The wrapup function will be fired off if the final winner is selected. I began by simply turning on a button that will be used to submit the data. I added this button at the end of my page:

<button id="saveData" style="display:none">Send Picks</button>	


My wrapup function fades the button in and binds a click even:

function wrapUp() {
 	$("#saveData").fadeIn().click(function() {


The click logic needs to send the data to the server. Normally that's easy enough. but our data isn't a simple flat set of form fields. Each round consists of games, and each game is an array of teams. For some reason, I'm always suprised when I remember that jQuery doesn't include a native way to serialize to JSON. A quick Google search turned up jquery-json, a JSON serialization plugin for jQuery.

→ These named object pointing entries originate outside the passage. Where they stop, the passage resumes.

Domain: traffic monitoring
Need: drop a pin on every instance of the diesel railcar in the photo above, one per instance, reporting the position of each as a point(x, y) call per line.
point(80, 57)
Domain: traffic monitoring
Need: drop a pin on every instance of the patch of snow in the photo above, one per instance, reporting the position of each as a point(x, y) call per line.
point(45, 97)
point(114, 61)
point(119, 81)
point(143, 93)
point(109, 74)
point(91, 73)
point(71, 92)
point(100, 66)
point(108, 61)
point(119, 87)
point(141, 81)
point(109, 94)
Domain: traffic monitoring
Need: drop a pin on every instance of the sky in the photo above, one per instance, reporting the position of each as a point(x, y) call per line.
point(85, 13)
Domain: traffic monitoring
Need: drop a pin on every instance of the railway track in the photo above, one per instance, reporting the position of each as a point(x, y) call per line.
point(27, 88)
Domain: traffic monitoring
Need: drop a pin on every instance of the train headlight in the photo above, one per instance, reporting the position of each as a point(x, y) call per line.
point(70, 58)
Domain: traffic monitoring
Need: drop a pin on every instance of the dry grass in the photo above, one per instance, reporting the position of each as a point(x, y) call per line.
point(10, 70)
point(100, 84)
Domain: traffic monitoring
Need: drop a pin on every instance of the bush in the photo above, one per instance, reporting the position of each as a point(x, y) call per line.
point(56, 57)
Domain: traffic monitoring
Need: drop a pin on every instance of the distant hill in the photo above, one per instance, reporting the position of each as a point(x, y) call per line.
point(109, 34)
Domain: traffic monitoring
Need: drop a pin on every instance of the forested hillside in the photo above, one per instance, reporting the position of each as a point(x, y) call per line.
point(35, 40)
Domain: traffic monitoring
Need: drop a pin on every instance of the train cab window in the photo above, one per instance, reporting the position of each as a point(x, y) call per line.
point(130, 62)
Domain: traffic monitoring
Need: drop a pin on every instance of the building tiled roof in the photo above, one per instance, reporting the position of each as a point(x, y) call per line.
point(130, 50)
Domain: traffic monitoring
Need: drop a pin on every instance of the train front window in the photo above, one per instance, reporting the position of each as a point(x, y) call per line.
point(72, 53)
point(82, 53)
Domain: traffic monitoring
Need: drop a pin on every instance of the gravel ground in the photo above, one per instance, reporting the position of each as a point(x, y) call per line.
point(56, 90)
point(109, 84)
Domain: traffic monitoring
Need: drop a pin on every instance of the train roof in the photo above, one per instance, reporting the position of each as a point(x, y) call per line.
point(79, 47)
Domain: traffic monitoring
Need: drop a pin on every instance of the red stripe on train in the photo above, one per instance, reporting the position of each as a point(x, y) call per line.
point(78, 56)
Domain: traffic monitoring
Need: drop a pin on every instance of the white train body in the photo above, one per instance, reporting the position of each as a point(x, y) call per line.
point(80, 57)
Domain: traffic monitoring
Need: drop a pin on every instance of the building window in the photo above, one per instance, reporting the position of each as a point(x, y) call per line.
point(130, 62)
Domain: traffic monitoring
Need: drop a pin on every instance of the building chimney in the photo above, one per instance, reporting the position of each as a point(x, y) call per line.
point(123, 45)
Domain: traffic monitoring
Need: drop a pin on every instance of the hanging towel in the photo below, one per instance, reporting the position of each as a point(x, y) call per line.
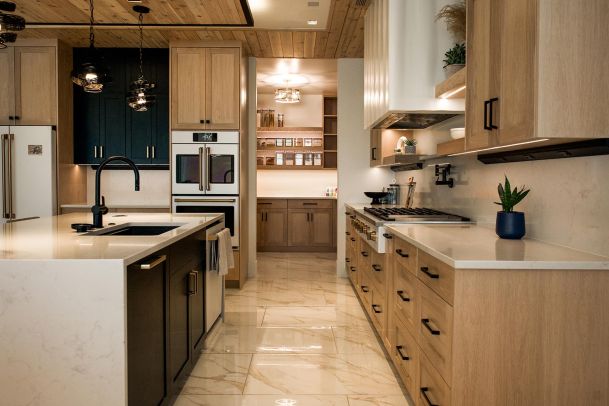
point(226, 260)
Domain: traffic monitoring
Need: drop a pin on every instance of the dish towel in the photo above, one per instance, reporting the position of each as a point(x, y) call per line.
point(226, 260)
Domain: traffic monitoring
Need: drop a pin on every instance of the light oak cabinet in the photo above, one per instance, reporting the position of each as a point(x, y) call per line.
point(306, 225)
point(205, 88)
point(530, 72)
point(28, 92)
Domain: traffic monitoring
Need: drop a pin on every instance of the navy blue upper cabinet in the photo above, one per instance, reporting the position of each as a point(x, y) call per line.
point(104, 125)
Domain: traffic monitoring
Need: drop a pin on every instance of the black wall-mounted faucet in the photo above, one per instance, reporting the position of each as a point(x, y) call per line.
point(100, 202)
point(442, 173)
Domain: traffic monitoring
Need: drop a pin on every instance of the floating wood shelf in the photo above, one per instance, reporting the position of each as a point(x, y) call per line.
point(289, 129)
point(451, 147)
point(453, 87)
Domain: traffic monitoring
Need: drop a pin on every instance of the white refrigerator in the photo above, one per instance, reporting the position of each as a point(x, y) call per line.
point(27, 170)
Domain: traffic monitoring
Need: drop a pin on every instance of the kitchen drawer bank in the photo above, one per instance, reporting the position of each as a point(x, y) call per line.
point(296, 224)
point(100, 320)
point(492, 322)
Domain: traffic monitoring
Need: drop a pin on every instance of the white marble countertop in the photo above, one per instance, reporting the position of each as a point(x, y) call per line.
point(476, 247)
point(52, 238)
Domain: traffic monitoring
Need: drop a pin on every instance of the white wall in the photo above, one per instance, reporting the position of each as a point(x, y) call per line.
point(307, 113)
point(354, 173)
point(291, 183)
point(117, 187)
point(567, 205)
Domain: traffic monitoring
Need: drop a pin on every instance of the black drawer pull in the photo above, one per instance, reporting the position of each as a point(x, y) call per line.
point(401, 253)
point(401, 295)
point(427, 400)
point(431, 330)
point(399, 348)
point(425, 270)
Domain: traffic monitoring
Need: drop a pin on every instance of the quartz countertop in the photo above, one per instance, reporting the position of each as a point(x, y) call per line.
point(52, 238)
point(477, 247)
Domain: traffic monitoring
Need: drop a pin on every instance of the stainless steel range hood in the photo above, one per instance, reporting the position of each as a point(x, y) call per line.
point(403, 57)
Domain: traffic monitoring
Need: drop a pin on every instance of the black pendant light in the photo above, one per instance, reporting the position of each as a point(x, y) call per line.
point(9, 23)
point(92, 74)
point(140, 96)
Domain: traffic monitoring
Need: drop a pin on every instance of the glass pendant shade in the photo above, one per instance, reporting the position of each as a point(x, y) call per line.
point(287, 95)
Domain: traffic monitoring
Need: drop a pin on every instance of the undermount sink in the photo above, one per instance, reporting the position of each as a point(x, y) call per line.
point(133, 229)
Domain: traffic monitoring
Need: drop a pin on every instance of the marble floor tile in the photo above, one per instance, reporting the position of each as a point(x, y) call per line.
point(320, 374)
point(217, 374)
point(250, 339)
point(261, 400)
point(375, 400)
point(318, 316)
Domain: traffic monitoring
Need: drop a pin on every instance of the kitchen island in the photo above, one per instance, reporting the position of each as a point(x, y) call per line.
point(69, 302)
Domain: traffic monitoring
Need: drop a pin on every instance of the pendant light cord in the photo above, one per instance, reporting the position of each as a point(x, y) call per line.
point(141, 24)
point(91, 21)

I converted my round data into JSON like so:

var jdata = $.toJSON(rounds)


Once converted to JSON, I then posted it to the server:

$.post('handleresult.cfm',{info:jdata},function(data) {
 	alert('Result from server: '+$.trim(data))			
})


I made one small change to my earlier logic. While you could determine of a game by looking at the games in the next round, that involved a bit too much work and wouldn't be usable in the final round. I modified my earlier code to add a winningTeam property to each game when checking to see if the game was complete. Remember that you can view the entire source on the demo (link coming up at the end). The server side code doesn't actually do anything fancy. It grabs the final winning ID and echos it back:

<cfparam name="form.info" default="">

<cfif isJSON(form.info)>
	<cfset info = deserializeJSON(form.info)>
	<cfset lastRound = arrayLen(info)>
	<cfset lastGame = arrayLen(info[lastRound])>
	<cfset winnerId = info[lastRound][lastGame].winningTeam>
	<cfoutput>Winning id = #winnerId#</cfoutput>
<cfelse>
	<cfoutput>Bad data was sent.</cfoutput>
</cfif>


While there is definitely some room for improvement here, I'm going to wrap things up for now. I'd love to get some feedback, and perhaps even modified/sexier versions, so please share!